A reserve officer program is being used as a supplement to the sheriff’s department. These “reserve officers” must go through 80 hours of training, attend P.O.S.T. certification, and work a minimum of 20 hours per month. The volunteer supplemental officers are not allowed to make arrests and must ride in the back seat of a patrol car, but they do wear the same uniform and are considered to be extra hands.

The horse patrol has become an outsourced program and is considered to be a great tool for the department in the way of public relations, the sheriff said. Because it is contracted out, it is now less costly for residents of Hamilton County. Owners of the horses are responsible for veterinary care, feeding and housing, with the sheriff’s department being responsible for training.
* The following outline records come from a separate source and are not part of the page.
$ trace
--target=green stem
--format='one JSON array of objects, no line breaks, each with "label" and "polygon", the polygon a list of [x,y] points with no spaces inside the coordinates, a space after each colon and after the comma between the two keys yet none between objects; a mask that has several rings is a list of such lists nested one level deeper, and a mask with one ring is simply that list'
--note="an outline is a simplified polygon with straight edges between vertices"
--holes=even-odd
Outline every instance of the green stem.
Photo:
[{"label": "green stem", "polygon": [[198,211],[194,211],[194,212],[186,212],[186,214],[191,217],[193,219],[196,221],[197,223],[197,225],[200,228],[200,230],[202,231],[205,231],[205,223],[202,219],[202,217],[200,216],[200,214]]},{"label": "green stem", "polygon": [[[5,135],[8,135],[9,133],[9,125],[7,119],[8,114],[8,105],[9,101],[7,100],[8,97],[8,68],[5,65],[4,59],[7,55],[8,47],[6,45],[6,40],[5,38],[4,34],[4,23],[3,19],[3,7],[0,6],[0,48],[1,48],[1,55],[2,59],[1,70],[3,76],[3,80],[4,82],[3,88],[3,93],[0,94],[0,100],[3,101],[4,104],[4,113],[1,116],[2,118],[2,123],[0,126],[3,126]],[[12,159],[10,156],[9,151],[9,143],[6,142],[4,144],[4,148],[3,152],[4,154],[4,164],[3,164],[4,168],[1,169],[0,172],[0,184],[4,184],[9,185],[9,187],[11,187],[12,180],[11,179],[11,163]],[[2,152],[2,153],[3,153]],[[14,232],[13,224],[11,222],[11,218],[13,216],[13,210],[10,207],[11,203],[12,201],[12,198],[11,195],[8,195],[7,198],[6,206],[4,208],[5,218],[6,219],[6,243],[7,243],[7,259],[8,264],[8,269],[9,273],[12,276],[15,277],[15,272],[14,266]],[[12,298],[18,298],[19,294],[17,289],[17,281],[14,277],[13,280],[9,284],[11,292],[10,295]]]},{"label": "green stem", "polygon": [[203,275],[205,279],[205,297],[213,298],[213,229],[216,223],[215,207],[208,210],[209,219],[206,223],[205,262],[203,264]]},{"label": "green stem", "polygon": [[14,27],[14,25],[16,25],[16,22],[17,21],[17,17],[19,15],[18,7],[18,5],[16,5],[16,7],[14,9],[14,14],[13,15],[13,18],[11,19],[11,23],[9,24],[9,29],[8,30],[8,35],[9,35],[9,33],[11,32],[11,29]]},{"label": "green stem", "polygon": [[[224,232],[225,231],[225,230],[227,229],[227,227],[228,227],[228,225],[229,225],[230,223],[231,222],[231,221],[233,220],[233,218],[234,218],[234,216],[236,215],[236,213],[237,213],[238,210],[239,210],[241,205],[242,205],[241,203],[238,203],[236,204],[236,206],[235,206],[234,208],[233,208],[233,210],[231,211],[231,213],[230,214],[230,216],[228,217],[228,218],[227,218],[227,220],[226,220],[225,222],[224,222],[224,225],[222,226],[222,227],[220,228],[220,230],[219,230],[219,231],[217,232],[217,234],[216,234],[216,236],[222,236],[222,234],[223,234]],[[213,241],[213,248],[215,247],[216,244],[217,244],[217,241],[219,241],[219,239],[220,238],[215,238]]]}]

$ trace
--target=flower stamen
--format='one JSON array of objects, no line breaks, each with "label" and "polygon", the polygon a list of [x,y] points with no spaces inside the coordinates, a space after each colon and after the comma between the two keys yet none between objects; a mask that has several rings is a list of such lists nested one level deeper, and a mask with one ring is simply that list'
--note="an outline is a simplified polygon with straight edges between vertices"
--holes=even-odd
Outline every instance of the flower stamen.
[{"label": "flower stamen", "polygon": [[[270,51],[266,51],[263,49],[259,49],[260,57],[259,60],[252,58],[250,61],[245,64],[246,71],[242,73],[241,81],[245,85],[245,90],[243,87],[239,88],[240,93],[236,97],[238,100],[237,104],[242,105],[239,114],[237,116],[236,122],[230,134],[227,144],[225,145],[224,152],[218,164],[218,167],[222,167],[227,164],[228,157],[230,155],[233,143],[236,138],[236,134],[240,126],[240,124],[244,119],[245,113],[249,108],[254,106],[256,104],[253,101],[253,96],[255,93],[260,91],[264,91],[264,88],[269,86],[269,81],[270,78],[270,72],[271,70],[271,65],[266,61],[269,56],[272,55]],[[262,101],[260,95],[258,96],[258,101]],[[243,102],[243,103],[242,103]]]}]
The rider must be a reserve officer

The Chaplain’s Program now employs 12 traveling chaplains to serve victims and their families as well as in the prisons themselves. Each of these must be a reserve officer.

There is also now a Marine division that has two boats and a sheriff’s underwater rescue team of five to eight officers who are certified divers. This department also has a robot provided by Homeland Security, which can go to the bottom of a body of water and search with lights.

The department is working on several accreditations.

The Sheriff’s Law Enforcement Foundation is run for the benefit of every law enforcement agency in the area. It has instigated practices such as using a video booth for arraignments so a prisoner does not have to be moved. Visitations to inmates are being set up by video as well, at a cost of $20 for a half hour. This technique has been paid for by the convicts themselves, and is safer and well-liked by lawyers and judges, he said. This method of communicating with prisoners reduces accidents as well as the cost of jail manpower.

As one way to keep youth busy in the summer, Sheriff Hammond hires 15 college or high school students each summer for jobs such as filing, cleaning and helping out in the office.

An extremely comprehensive annual report is now produced that details everything that goes on in the sheriff’s office. The purpose of this report is to inform anyone who may be interested of what is happening in this county department and to help determine what is needed.

A retiree’s annual luncheon is now scheduled once a year.

A public service announcement by Sheriff Hammond is another yearly event. It is done with a robo-caller. It is perceived that elderly citizens especially appreciate hearing from law enforcement, he said.

The sheriff along with a team of others in law enforcement participates with a police mission team. Each participant is responsible for raising money for the trip. This teaches how foreign law enforcement works and creates good will and relationships with the foreign governments, he said. This ultimately helps the U.S,. said the sheriff.

The Hamilton County Sheriff’s office also heads up a quarterly chiefs luncheon. The chiefs of all law enforcement agencies in the area meet to share information and identify their needs. As an example, at a recent luncheon, a speaker talked about how to use cell phones and computers to track crime.

A goal not yet realized, said Sheriff Hammond, is a way to intercede with at-risk students in elementary school. There is no effective program in place now, he said.

The Chattanooga Tea Party will meet Thursday at 6:30 p.m. at the new Embassy Suites hotel on Gunbarrel Road. There will be three speakers followed by a question and answer period.

The Republican Women will hold a meeting Thursday at the Republican Headquarters. If not available to attend, members were asked to fill out a proxy.